RENOVATION AND expansion of the former Grafton Hotel is proceeding this summer. The upgrades include a 6,700-square-foot addition at the south end of the building (above). A turret that originally graced the northwest corner of the building (near right) is being reconstructed and will soon have a new peaked roof (far right).
Photos by Sam ArendtConstruction crews are continuing to renovate and expand the former Grafton Hotel, a three-story building at 1312 Wisconsin Ave., under the direction of Mueller Hotel LLC.
The work is on schedule, with about 45% of the renovations completed and 35% of an addition done, said Paul Rushing, who is developing the project with partner Jim Read.
“It’s coming along very well,” Rushing said. “We’re excited about the progress and how things look.”
Constructed in the late 1800s, the Grafton Hotel building has been vacant since 2005. In 2009, the village’s Community Development Authority purchased the property and sold it to Mueller Hotel LLC as part of an agreement that calls for the structure to be converted to residential use.

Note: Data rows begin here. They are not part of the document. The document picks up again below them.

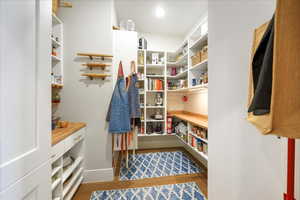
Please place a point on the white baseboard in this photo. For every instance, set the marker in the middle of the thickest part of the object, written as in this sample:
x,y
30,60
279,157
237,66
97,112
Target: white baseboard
x,y
98,175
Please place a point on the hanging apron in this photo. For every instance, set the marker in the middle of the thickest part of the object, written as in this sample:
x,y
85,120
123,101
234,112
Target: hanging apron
x,y
118,112
281,115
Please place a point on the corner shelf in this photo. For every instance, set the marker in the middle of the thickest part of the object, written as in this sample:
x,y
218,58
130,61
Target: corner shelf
x,y
57,86
55,58
93,65
92,75
93,55
55,43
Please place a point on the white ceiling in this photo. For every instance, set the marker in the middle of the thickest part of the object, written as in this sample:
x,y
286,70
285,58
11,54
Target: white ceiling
x,y
180,15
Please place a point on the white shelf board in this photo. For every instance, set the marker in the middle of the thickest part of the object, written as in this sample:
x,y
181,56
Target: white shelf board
x,y
200,42
67,188
196,150
55,20
179,90
179,75
155,106
155,66
55,43
155,91
203,140
181,62
154,134
155,76
55,183
198,87
74,189
154,120
55,170
200,66
71,168
55,58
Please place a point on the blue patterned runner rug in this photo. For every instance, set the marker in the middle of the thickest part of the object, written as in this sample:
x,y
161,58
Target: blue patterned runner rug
x,y
151,165
183,191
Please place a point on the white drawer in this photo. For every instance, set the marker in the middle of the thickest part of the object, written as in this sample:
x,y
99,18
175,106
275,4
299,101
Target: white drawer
x,y
57,150
74,138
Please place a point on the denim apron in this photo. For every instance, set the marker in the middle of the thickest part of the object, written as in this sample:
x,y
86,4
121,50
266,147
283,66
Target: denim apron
x,y
118,113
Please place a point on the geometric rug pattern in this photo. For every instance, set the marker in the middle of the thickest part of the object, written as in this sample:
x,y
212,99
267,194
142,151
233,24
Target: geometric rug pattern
x,y
150,165
183,191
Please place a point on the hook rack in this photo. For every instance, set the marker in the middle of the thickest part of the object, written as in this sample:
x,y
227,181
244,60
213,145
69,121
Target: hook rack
x,y
92,75
92,55
92,65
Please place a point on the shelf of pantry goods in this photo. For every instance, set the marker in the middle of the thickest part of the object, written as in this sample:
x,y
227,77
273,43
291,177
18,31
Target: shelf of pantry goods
x,y
193,118
59,134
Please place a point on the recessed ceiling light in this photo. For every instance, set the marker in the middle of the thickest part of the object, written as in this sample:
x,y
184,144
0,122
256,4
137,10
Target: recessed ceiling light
x,y
160,12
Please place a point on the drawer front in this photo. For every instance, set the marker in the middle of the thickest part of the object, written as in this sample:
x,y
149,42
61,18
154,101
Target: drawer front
x,y
74,139
57,151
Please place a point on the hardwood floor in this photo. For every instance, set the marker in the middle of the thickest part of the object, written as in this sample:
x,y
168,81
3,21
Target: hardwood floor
x,y
85,190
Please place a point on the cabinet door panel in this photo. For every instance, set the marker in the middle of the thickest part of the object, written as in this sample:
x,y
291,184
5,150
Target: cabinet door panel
x,y
25,69
33,186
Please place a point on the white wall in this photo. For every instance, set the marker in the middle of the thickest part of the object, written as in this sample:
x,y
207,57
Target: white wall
x,y
160,42
243,164
87,28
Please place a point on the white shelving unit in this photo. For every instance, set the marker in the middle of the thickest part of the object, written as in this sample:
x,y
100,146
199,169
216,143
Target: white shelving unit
x,y
66,180
57,50
152,71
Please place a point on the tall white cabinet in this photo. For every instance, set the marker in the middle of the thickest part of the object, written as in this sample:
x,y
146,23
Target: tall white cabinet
x,y
25,112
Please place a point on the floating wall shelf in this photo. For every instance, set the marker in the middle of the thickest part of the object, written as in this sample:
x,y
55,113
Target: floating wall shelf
x,y
92,55
92,65
58,86
92,76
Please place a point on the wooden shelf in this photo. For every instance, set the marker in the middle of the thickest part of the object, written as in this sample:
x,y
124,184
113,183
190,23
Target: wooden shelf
x,y
93,55
60,134
193,118
92,76
92,65
58,86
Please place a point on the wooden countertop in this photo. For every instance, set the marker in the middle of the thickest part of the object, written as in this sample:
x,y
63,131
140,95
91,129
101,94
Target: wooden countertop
x,y
193,118
61,133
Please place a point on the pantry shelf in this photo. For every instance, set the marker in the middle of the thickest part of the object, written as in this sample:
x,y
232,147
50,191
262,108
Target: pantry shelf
x,y
200,42
55,43
71,168
179,75
94,65
55,184
55,58
93,55
57,86
92,75
201,66
180,62
69,185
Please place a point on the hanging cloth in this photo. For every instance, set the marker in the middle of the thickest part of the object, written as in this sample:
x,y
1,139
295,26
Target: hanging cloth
x,y
118,112
277,111
262,65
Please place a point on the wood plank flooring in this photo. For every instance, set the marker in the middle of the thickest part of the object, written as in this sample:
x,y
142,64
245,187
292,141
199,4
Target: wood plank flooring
x,y
85,190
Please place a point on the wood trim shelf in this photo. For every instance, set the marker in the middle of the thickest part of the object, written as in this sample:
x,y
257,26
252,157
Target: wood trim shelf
x,y
92,55
57,86
92,76
193,118
93,65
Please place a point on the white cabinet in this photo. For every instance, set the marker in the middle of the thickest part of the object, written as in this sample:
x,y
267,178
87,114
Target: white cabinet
x,y
66,180
34,186
25,111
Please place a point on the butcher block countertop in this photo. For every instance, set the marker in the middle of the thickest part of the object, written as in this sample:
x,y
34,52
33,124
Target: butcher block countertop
x,y
193,118
61,133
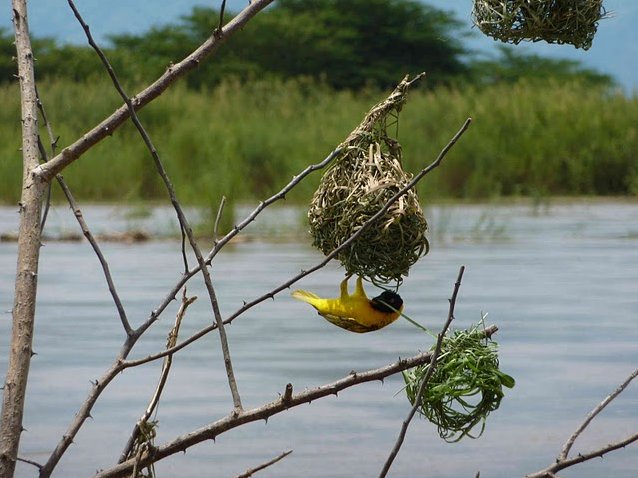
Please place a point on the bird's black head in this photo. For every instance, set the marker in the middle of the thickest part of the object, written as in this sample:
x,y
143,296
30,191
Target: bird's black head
x,y
388,302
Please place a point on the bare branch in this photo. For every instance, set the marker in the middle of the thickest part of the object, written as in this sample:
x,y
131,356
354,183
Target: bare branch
x,y
98,252
74,151
218,218
234,420
563,461
263,466
599,408
29,236
424,383
83,225
302,274
166,367
183,221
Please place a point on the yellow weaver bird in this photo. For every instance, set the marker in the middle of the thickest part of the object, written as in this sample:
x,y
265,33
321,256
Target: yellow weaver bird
x,y
356,312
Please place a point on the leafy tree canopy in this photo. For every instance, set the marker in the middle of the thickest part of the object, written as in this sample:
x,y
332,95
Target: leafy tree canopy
x,y
344,43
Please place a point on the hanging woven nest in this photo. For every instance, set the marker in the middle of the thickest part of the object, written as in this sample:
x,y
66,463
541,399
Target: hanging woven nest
x,y
555,21
362,179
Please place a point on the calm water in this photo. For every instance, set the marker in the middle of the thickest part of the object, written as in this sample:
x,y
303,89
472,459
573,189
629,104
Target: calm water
x,y
560,282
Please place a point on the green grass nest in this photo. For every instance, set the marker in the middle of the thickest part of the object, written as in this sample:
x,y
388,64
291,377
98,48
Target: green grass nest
x,y
574,22
465,387
357,186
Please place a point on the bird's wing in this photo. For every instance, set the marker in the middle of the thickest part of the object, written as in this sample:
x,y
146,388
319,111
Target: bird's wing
x,y
349,323
306,296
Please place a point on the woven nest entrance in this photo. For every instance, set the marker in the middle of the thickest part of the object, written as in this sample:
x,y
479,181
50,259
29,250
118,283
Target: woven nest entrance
x,y
555,21
360,182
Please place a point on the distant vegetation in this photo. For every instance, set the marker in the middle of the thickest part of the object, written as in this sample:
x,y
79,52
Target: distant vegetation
x,y
247,140
283,93
346,44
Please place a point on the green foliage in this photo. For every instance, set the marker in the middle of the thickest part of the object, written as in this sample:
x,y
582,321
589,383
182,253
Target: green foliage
x,y
343,43
465,386
245,141
511,66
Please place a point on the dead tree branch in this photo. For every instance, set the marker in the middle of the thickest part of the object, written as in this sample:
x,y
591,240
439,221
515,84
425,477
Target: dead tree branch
x,y
284,402
252,471
71,153
563,461
183,221
166,367
33,193
304,273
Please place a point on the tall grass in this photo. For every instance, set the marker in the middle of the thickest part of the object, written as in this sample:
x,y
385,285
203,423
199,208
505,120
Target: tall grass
x,y
246,141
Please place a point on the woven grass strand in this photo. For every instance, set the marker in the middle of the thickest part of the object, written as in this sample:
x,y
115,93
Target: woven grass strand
x,y
358,184
464,389
565,22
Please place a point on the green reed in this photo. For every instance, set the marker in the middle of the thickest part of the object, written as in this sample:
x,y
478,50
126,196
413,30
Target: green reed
x,y
245,141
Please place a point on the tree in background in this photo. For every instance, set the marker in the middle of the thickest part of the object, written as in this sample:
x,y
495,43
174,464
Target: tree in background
x,y
348,44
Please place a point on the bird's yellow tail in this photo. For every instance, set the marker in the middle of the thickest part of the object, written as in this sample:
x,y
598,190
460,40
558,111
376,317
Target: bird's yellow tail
x,y
305,296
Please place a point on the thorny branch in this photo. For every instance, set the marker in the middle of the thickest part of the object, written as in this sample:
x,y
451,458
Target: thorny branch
x,y
28,255
121,363
106,128
284,402
426,379
563,461
304,273
166,367
183,221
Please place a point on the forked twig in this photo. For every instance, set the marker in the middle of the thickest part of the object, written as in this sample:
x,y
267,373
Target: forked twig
x,y
183,221
166,367
424,383
284,402
562,461
74,151
304,273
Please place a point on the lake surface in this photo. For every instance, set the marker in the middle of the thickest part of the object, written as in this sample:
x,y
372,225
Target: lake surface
x,y
560,281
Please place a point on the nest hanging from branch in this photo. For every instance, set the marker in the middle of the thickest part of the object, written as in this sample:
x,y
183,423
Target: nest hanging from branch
x,y
357,186
555,21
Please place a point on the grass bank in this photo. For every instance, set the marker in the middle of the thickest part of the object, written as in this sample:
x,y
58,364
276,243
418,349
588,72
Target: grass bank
x,y
244,142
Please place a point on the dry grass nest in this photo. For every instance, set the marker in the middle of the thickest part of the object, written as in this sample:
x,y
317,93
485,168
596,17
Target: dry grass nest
x,y
359,184
556,21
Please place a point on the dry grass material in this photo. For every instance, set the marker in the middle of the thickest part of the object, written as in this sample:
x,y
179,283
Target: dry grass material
x,y
357,186
555,21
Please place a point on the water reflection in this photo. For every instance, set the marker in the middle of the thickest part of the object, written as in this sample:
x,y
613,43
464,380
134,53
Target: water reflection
x,y
560,283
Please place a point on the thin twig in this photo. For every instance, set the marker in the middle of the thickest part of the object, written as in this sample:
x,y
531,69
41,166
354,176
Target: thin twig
x,y
30,462
106,128
83,225
166,367
98,252
222,10
551,470
119,364
424,383
218,218
232,382
563,461
252,471
53,142
304,273
234,420
599,408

In its new form, the building will house 20 apartment units, which will be located in the original 11,000-square-foot structure and a 6,700-square foot addition on the south end. An adjoining parking lot will have 33 spaces for tenants and guests.

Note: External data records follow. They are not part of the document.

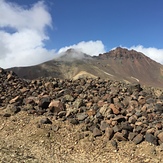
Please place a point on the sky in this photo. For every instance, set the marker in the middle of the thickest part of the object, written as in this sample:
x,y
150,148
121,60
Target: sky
x,y
34,31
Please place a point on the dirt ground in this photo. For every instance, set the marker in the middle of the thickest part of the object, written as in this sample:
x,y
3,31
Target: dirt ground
x,y
24,140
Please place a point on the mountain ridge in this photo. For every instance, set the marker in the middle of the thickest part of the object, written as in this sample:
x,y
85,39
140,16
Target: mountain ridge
x,y
118,64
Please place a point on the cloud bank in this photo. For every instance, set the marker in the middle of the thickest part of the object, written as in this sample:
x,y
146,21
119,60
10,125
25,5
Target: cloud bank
x,y
153,53
22,34
91,47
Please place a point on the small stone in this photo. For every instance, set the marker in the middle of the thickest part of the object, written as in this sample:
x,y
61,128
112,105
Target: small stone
x,y
109,133
56,106
114,109
117,128
119,136
12,109
74,121
160,136
81,116
131,135
104,125
61,114
96,132
55,128
14,100
114,144
151,138
44,102
138,139
45,121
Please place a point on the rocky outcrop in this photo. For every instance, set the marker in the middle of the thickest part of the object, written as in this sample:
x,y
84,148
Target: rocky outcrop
x,y
116,110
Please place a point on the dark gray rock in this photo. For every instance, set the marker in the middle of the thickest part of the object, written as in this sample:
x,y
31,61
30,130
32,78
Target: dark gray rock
x,y
138,139
151,138
81,116
109,133
96,132
45,121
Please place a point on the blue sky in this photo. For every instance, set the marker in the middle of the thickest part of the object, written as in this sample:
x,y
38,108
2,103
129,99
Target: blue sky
x,y
88,25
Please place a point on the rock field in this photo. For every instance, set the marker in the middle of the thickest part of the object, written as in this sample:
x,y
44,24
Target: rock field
x,y
103,110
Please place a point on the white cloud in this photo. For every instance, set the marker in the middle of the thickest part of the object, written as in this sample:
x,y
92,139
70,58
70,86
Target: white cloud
x,y
24,46
91,47
151,52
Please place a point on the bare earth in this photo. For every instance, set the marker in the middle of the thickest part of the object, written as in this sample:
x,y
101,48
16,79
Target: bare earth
x,y
24,139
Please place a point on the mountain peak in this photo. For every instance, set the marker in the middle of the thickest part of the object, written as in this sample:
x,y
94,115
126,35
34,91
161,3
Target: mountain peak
x,y
73,54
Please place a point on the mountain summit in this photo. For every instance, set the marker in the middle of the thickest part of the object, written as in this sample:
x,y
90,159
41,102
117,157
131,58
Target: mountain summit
x,y
118,64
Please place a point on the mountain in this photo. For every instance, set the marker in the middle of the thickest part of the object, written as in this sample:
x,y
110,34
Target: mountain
x,y
118,64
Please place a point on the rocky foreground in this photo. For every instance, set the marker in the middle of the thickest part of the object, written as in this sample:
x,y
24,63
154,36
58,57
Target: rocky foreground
x,y
106,110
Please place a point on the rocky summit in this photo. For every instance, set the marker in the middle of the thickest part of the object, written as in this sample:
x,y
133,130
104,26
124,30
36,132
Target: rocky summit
x,y
108,108
119,64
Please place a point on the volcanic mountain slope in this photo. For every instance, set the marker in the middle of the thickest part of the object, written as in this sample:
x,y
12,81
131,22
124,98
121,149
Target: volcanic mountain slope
x,y
118,64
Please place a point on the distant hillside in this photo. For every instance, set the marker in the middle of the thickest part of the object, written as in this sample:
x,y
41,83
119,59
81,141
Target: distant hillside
x,y
118,64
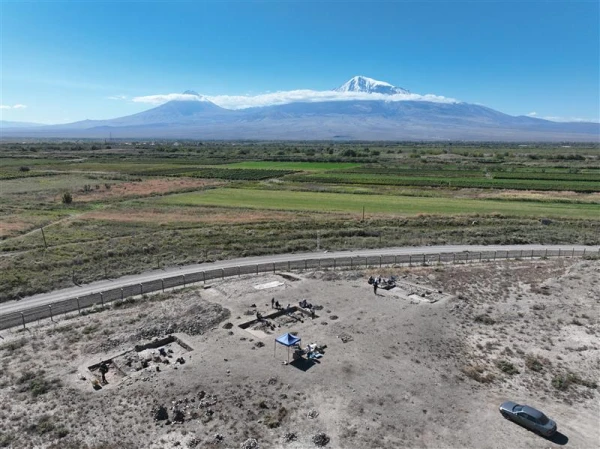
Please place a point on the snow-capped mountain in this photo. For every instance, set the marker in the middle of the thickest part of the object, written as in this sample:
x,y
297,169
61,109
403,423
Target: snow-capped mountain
x,y
360,116
371,86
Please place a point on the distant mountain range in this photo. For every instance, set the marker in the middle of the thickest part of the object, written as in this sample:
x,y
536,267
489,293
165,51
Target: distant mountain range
x,y
382,112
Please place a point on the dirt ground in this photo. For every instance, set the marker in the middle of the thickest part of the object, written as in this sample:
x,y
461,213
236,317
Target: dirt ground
x,y
143,188
425,364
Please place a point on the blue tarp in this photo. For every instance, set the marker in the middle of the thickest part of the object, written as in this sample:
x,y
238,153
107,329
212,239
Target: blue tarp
x,y
288,340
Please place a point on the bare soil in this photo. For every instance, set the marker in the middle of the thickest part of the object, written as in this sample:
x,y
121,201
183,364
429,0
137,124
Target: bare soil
x,y
425,364
143,188
188,215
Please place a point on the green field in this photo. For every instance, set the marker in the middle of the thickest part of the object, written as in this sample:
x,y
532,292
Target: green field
x,y
139,205
304,166
375,204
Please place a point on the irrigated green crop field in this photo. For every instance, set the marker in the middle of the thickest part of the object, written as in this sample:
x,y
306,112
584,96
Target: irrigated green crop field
x,y
376,204
136,206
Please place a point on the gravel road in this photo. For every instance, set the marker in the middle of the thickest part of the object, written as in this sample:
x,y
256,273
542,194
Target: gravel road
x,y
59,295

Rushing said interior demolition work and cleaning of exterior brickwork are nearly finished. In addition to removing paint, crews are cleaning the bricks and restoring masonry.
The project is designed to restore the building to its original appearance when it opened as the Mueller Hotel, which will again become its name.
“It was a premier building when it was constructed, with high quality materials used. Everything is still very sound,” Rushing said.
Exterior restoration includes reconstructing the buildings’s most distinctive architectural feature — a turret above the entrance on the northwest corner. The base of the turret is in place, with a peaked roof to be positioned by crane in the next few weeks, Rushing said.
“We’re not sure exactly when the lift will be done, but it will be a big event,” he said.
Work on the building is scheduled to continue into next year but “should be substantially done by the end of this year,” Rushing said. The first tenants are expected in early 2012, he added.
Mueller Hotel LLC has not begun marketing the apartments but has received numerous inquiries, Rushing said.
“We’re optimistic about attracting tenants. We’ve had a lot of people ask when the apartments will be ready,” he said.
Although the project still has several months to go, the work has attracted daily attention, in large part because of the building’s location and historical significance.
“Almost every day we’ve had people come by and look at what’s happening,” he said. “We’ve had older residents who remember what the building used to look like and little kids who are excited to see what it’s going to be.
“It’s very gratifying to see that kind of interest in the community.”
Village officials have also voiced enthusiasm for the project, which is designed to help revitalize the downtown, increase property values and provide an eye-catching complement to the adjacent Paramount Plaza.
Under the development agreement, Mueller Hotel received a $360,000 development incentive from the village. In return, the firm must guarantee a minimum value of $1.6 million for the property.